You're confusing low fare with low pay. big diff. In SWA's defense, there is some historical reason to believe that their stock option will have some value, and the entire compensation package has been competative over the course of the last 20 years. My only prob with SWA's pay scales are that they rely too much on the value of stock options, and assume you can dilute shareholder value forever while continuing to grow at above 10% per year indefinately.
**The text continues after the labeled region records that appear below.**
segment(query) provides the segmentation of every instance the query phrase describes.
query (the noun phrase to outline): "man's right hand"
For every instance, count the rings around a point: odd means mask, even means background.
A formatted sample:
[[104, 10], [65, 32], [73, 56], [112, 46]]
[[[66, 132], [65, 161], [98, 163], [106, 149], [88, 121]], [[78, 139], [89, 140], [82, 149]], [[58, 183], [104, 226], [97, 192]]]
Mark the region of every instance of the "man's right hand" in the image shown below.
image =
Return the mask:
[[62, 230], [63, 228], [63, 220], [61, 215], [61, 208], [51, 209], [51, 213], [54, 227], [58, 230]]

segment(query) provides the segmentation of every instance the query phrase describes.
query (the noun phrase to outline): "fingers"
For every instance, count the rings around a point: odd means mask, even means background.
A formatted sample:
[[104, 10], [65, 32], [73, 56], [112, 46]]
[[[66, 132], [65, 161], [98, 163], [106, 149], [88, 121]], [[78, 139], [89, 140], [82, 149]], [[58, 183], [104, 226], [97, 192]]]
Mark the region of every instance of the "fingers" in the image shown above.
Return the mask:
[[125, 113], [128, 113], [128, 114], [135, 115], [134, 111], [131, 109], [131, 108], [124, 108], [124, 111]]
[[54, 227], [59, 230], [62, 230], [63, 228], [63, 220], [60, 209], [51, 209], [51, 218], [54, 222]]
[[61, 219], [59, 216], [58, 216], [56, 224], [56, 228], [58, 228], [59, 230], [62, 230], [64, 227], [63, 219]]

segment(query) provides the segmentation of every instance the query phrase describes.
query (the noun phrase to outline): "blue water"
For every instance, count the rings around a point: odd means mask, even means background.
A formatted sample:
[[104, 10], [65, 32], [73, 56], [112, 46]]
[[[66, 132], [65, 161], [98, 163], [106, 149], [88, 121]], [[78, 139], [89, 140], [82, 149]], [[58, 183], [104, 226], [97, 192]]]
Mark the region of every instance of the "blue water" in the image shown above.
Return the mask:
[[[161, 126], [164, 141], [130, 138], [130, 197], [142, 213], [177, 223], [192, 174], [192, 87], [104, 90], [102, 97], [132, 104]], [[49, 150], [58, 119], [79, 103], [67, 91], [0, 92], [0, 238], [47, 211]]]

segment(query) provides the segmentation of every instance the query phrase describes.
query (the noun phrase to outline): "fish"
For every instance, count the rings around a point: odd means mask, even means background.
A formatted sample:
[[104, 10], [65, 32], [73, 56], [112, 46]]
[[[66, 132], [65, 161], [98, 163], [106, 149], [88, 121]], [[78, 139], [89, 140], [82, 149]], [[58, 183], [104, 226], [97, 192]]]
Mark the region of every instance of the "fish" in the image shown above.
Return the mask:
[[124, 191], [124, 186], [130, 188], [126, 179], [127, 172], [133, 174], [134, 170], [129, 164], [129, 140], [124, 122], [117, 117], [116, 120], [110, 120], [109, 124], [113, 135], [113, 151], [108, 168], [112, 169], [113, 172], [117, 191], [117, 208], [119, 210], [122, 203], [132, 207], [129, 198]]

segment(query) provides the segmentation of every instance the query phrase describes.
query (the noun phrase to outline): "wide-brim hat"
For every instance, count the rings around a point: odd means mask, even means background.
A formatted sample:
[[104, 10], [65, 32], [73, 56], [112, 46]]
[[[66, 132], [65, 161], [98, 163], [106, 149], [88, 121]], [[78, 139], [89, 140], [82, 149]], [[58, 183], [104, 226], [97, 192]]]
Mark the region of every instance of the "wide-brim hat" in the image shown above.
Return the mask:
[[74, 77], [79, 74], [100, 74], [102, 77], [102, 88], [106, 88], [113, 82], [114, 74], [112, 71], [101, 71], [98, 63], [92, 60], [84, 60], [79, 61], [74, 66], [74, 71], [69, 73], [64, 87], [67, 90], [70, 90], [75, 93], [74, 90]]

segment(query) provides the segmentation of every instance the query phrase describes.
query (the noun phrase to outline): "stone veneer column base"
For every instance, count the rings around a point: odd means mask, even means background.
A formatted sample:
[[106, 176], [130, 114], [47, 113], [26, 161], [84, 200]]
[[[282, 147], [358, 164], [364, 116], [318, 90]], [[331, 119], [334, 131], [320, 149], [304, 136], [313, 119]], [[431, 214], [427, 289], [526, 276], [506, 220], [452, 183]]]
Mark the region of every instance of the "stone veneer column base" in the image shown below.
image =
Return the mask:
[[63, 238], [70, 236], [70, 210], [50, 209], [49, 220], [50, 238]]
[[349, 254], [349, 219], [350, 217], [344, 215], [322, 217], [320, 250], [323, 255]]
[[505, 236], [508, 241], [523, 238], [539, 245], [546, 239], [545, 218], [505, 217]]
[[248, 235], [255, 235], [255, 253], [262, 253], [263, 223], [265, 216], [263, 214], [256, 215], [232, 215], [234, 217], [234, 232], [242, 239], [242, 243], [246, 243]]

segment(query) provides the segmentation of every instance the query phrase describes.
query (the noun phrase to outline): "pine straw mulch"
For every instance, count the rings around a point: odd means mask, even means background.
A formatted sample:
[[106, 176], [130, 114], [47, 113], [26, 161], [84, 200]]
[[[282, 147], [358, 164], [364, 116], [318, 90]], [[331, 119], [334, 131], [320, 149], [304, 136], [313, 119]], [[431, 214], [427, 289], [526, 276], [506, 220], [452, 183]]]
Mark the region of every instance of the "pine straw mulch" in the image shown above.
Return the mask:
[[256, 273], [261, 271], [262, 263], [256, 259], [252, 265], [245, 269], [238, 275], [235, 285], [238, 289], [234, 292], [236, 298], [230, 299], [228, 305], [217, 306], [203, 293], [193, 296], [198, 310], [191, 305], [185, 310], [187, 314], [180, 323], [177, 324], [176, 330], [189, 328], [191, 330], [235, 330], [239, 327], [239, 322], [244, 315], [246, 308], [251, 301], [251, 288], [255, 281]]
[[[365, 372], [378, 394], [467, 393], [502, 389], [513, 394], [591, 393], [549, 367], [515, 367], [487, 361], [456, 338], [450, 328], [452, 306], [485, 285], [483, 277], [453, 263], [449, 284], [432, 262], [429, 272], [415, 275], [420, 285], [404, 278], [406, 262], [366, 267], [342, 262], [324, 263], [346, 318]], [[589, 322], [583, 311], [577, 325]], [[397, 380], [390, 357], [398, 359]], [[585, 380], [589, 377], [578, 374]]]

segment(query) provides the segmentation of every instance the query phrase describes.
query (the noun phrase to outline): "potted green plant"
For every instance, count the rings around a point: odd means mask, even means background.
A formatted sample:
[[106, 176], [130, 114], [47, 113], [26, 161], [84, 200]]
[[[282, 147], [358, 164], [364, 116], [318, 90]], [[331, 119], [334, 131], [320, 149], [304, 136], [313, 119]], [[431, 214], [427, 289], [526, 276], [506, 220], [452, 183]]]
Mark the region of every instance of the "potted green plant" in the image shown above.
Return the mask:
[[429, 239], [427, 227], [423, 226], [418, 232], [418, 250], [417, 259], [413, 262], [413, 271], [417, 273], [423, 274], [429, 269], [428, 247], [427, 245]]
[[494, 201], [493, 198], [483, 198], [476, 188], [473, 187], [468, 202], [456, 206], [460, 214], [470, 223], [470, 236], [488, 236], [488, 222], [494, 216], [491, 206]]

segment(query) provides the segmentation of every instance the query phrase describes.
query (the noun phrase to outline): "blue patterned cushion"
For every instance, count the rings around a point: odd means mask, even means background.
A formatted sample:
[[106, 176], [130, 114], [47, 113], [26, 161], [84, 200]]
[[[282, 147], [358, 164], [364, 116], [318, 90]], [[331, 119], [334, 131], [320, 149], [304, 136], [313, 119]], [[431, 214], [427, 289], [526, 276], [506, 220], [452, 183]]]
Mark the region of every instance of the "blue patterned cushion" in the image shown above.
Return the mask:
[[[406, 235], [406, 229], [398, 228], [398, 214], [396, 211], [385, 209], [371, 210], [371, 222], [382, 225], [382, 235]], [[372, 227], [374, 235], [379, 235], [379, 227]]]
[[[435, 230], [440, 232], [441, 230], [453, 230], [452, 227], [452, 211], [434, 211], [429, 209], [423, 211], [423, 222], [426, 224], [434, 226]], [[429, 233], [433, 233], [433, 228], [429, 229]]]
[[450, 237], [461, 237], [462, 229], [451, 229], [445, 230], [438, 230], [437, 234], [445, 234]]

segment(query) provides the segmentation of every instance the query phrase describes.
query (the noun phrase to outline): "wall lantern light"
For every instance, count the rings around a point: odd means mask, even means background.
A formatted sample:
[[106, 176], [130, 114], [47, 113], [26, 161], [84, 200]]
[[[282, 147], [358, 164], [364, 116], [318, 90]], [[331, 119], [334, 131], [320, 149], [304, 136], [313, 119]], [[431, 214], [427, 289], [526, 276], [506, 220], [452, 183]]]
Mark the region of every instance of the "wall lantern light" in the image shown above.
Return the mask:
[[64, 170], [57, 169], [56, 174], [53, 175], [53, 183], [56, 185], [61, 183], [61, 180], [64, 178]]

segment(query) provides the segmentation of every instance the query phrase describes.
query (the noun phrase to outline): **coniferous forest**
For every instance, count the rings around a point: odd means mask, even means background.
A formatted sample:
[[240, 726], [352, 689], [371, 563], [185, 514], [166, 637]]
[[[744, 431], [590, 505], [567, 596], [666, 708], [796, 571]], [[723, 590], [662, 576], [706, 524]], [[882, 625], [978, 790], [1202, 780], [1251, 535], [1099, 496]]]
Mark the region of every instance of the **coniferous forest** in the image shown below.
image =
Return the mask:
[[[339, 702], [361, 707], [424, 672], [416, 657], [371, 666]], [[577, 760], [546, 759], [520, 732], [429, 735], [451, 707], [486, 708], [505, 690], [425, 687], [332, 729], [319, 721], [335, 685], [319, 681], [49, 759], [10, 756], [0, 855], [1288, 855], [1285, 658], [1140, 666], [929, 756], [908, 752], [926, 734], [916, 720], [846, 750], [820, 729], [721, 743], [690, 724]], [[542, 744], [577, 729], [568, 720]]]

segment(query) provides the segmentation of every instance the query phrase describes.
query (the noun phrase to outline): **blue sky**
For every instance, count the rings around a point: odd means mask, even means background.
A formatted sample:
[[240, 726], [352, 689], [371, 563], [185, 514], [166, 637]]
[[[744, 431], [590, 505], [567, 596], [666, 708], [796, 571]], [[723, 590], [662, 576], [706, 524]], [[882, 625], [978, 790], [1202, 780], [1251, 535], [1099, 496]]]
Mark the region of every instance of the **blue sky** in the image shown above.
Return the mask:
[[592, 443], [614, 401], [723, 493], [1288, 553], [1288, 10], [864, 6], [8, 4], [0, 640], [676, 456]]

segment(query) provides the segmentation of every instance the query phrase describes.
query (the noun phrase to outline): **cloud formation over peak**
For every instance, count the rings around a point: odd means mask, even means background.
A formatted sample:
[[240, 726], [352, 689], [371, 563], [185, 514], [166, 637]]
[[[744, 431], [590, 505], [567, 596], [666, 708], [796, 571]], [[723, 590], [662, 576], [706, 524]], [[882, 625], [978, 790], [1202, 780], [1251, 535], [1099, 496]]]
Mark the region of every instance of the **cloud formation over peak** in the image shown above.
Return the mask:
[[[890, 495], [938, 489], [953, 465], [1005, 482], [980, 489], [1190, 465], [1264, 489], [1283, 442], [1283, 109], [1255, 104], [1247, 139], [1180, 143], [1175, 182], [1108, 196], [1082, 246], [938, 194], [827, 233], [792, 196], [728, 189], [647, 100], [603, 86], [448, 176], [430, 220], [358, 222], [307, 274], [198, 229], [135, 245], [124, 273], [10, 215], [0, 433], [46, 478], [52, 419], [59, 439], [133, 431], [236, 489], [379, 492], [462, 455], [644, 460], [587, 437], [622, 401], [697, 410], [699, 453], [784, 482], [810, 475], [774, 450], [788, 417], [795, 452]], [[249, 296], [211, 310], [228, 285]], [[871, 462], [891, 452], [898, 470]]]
I fear that by the time they realize that just doesn't happen, the contract wages will be pressured down permanately everywhere.


That might tend to skew the argument back over to my side... And Valujet, Air Florida, and Midwest Express (are they really low fare or are they just bad pilots over there??) all had one fatal accident. So I'd take you up on that...Let's lump Valuejet, Air Florida, Airtran/Valujet, Southwest, JetBlue, WestPac,Air South, National, ATA, People Express, New York Air, Vanguard, Muse Air, Jet America, and whatever low fares might have existed and compare the accidents for their combined total RPM's. Even with the notorious Everglades accident wasn't due to pilot error, and you seem to imply in almost all your posts that lower paid pilots are somehow less capable than their higher paid brethern.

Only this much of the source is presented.